Niobium is an inert metal that is smooth, like titanium. It usually needs other metals added to it, because it is very soft. It can be anodized into colors.
If platinum is out of your price range, try palladium. This new precious metal does not tarnish and has a purity rating of 95%. Palladium is so safe that dentists use it for implants. Car manufacturers use it to make catalytic converters, too.
Tantalum is a dense metal with outstanding corrosion resistance. It is commonly used in medical bone implants, as it is malleable, yet strong. It is rarely used in jewelry because it is a rare element.
Titanium and tantalum are similar in their strength and durability. This natural element is non-toxic, corrosion-resistant, and biocompatible, making it hypo-allergenic. It’s a good choice for findings and daily-wear jewelry.
Other Metals Used in Jewelry
Some traditional metals are hypo-allergenic, while others can cause itchy skin reactions. It’s important to know which ones are safe to wear.
Because brass is made of copper and zinc, it can turn skin green. If you have any metal allergies, it’s a good choice to avoid wearing brass jewelry.
Bronze is an alloy mixed with copper and tin. It might also contain nickel or aluminum. If you wear bronze, you might notice that it develops a green oxidation layer due to the copper content.
Like nickel, copper can cause skin reactions thanks to its chemical makeup. If you already have an allergy to nickel, you should avoid wearing copper jewelry, too. People with allergies are prone to developing more.
The only safe gold is 24 karat. When you buy gold with a lower karat rating, it could contain any compound mixture.
Pure silver is very soft, which is why most silver jewelry includes alloys. Sterling silver tarnishes because it usually has a bit of copper in it. To determine if you are buying sterling silver, look for the .925 mark on it.
If you are buying stainless steel jewelry, look for options made with medical-grade stainless steel. It is usually labeled with the number 316. Most people do not react to stainless steel jewelry unless it includes small amounts of nickel.
Tungsten is a hard, tough, and heavy metal on the periodic table.
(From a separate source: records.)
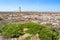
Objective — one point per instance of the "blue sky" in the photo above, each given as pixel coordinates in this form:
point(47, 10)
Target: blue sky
point(30, 5)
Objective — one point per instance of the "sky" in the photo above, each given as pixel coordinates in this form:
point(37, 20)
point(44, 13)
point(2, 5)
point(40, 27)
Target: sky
point(30, 5)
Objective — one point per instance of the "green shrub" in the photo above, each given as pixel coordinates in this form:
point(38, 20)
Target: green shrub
point(16, 29)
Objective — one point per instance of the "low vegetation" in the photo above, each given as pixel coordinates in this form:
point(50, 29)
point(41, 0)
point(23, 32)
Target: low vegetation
point(16, 30)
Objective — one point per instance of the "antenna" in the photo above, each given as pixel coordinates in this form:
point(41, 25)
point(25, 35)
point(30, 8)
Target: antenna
point(19, 9)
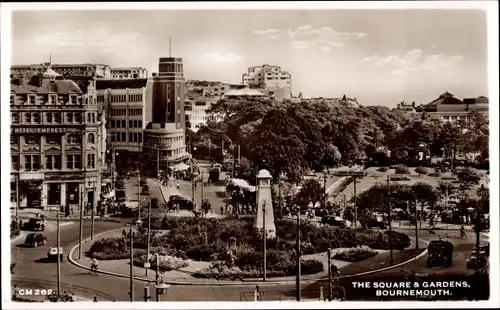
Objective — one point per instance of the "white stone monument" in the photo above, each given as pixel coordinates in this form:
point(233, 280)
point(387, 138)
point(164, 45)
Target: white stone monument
point(265, 204)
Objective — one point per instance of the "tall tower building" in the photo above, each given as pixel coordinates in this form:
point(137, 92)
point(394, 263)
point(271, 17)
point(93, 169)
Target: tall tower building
point(168, 88)
point(165, 134)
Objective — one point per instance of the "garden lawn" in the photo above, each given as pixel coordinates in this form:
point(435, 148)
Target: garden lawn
point(381, 260)
point(374, 177)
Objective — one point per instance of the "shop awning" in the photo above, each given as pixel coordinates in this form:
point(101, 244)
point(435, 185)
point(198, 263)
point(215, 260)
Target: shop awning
point(179, 167)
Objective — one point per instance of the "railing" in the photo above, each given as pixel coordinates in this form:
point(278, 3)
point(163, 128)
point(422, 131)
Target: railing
point(64, 286)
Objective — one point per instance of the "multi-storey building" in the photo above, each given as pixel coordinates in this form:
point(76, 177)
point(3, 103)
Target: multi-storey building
point(198, 102)
point(216, 89)
point(451, 109)
point(56, 143)
point(271, 80)
point(128, 73)
point(66, 70)
point(164, 135)
point(124, 102)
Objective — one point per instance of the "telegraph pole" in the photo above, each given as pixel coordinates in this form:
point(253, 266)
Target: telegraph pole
point(149, 236)
point(81, 223)
point(297, 282)
point(17, 199)
point(416, 221)
point(329, 274)
point(264, 237)
point(93, 214)
point(59, 253)
point(389, 217)
point(131, 265)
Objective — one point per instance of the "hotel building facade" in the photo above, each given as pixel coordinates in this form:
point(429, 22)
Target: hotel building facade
point(56, 143)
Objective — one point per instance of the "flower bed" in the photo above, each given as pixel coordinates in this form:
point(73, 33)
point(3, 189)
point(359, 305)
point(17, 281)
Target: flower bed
point(219, 269)
point(212, 240)
point(355, 254)
point(166, 262)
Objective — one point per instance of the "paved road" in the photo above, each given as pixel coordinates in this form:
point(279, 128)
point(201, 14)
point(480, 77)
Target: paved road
point(31, 264)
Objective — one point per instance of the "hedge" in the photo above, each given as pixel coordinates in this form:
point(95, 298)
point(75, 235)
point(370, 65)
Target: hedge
point(355, 254)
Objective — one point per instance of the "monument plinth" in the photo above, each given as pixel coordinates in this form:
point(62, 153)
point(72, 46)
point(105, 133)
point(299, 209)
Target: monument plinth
point(265, 204)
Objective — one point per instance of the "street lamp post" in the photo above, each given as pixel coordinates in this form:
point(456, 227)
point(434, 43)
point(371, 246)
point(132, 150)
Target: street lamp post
point(389, 218)
point(297, 281)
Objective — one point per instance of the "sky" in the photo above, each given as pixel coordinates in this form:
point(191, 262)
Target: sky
point(381, 57)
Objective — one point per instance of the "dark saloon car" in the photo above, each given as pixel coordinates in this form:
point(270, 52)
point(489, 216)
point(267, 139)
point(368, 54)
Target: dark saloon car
point(334, 221)
point(145, 190)
point(377, 223)
point(440, 253)
point(35, 225)
point(182, 201)
point(35, 239)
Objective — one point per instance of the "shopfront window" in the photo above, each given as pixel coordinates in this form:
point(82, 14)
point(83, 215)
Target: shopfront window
point(54, 194)
point(72, 193)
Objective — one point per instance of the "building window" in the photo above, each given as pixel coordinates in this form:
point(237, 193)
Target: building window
point(31, 162)
point(31, 139)
point(73, 139)
point(73, 161)
point(36, 118)
point(72, 99)
point(90, 160)
point(52, 139)
point(57, 118)
point(15, 162)
point(15, 118)
point(53, 162)
point(52, 99)
point(31, 99)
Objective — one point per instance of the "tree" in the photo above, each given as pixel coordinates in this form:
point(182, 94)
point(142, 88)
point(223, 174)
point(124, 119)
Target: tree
point(311, 192)
point(425, 194)
point(468, 177)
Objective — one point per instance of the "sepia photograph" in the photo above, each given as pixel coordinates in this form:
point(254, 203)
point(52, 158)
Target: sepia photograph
point(250, 152)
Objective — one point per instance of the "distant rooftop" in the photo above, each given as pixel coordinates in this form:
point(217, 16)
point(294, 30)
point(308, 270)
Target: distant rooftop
point(120, 84)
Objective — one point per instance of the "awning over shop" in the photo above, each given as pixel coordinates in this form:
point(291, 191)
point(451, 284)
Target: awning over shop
point(110, 194)
point(179, 167)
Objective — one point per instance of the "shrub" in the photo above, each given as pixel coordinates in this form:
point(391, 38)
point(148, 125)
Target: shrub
point(399, 178)
point(382, 169)
point(356, 254)
point(167, 262)
point(402, 169)
point(421, 170)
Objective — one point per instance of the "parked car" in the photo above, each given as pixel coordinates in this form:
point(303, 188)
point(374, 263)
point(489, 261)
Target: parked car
point(440, 253)
point(35, 225)
point(52, 254)
point(377, 223)
point(184, 202)
point(35, 239)
point(335, 221)
point(472, 261)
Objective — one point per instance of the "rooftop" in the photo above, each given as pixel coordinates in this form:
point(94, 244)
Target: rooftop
point(121, 84)
point(48, 86)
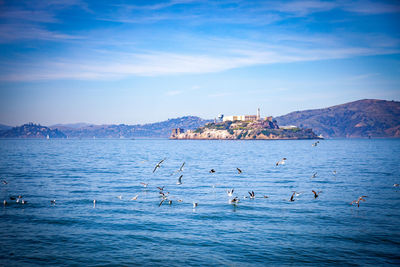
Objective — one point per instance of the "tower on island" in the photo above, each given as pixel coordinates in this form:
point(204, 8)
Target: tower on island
point(243, 117)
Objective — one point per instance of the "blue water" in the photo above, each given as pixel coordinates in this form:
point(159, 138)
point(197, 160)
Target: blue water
point(261, 231)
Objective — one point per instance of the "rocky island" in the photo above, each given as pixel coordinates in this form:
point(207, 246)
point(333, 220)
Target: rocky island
point(244, 127)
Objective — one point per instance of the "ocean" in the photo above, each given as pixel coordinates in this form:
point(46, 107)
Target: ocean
point(268, 230)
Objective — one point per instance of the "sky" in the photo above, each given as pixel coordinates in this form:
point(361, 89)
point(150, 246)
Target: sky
point(112, 62)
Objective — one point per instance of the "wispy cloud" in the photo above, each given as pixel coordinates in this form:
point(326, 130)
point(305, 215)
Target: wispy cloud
point(112, 65)
point(173, 93)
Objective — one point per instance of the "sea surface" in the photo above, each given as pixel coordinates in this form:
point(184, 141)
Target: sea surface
point(265, 231)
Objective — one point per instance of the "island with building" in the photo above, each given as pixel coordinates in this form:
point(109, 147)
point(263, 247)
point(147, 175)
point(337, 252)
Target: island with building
point(245, 127)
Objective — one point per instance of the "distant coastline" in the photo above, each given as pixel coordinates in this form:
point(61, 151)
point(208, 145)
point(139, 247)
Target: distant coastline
point(367, 118)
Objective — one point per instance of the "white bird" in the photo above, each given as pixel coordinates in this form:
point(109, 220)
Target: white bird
point(357, 201)
point(179, 180)
point(234, 201)
point(281, 162)
point(252, 195)
point(181, 168)
point(230, 192)
point(158, 165)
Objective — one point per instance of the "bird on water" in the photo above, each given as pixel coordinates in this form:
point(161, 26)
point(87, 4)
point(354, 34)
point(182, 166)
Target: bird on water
point(158, 165)
point(357, 201)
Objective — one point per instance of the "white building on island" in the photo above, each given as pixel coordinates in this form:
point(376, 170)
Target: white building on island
point(243, 117)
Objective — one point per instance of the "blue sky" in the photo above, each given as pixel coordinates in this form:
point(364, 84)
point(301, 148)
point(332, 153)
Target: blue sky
point(134, 62)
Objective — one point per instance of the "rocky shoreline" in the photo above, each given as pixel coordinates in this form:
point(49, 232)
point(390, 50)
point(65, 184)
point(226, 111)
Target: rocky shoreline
point(242, 130)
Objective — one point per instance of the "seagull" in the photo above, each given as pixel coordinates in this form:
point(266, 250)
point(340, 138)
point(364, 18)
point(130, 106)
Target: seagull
point(181, 168)
point(281, 162)
point(158, 165)
point(292, 197)
point(252, 195)
point(234, 201)
point(357, 201)
point(315, 144)
point(230, 192)
point(316, 194)
point(179, 180)
point(161, 188)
Some tungsten jewelry is mixed with cobalt, which can trigger allergies. The metal is scratch-resistant, making it a popular choice for rings. Unfortunately, tungsten can include nickel.
Gold vermeil is made with electrolysis. The jewelry is first made of a base metal, like silver. Then, the manufacturer uses electrolysis to apply a continuous coating of gold over the base metal. It is different from plating, as the gold layer can wear out. The best gold vermeil is 14k or 18k, but it could contain other metals, like nickel.
What to Do If You Are Allergic to Earrings or Other Metal Jewelry
If you find that you are allergic to your jewelry, contact your dermatologist or allergist. Stop buying cheap fashion jewelry as it usually contains the cheapest metals, like nickel.
Planning to Buy Hypoallergenic Jewelry?
When shopping for hypoallergenic jewelry, your safest bet is to buy pieces made with pure-grade metals. Read the labels and speak to the jewelers to determine what designs are safest for you.